James Moss Hunton, Thomas Hunton Swope, and William Chrisman Swope had all died after questionable treatment by Bennett Clark Hyde. Suspicions mounted, and investigators linked Hyde to the purchase of cyanide capsules and typhoid cultures. Coroner Ludvig Hektoen ordered Walter Haines to perform autopsies on William Chrisman Swope (December 30, 1909) and Thomas Hunton Swope (January 12, 1910). Haines reported that Thomas Hunton Swope's body contained lethal amounts of strychnine and cyanide. Hyde was tried and convicted of the murder of Thomas Swope on May 16, 1910.

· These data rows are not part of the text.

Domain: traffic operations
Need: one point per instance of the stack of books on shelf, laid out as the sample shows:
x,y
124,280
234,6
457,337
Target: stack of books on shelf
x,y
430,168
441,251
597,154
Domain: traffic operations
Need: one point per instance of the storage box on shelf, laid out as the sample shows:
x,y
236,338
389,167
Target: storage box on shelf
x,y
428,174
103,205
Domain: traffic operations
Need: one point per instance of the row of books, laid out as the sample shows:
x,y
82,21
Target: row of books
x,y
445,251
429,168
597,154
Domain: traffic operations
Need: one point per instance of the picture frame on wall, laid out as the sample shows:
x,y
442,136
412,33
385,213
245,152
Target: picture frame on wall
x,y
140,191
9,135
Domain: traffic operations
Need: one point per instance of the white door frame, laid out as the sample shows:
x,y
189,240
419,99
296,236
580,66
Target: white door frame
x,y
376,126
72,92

Hyde appealed the decision, and the Missouri Supreme Court overturned the verdict on procedural grounds on April 11, 1911 and called for a retrial. Hyde's wife Frances supported him through extensive court proceedings, which included at least two mistrials, one possible bribery attempt, and additional litigation over who would pay the cost of the prosecution. The State of Missouri and Margaret Swope are estimated to have spent $250,000 pursuing Hyde's conviction, but the charges were dropped on April 9, 1917 and he was released. In 1920, Frances divorced Hyde on charges that he was threatening and abusive, but she continued to maintain that he was innocent of murder.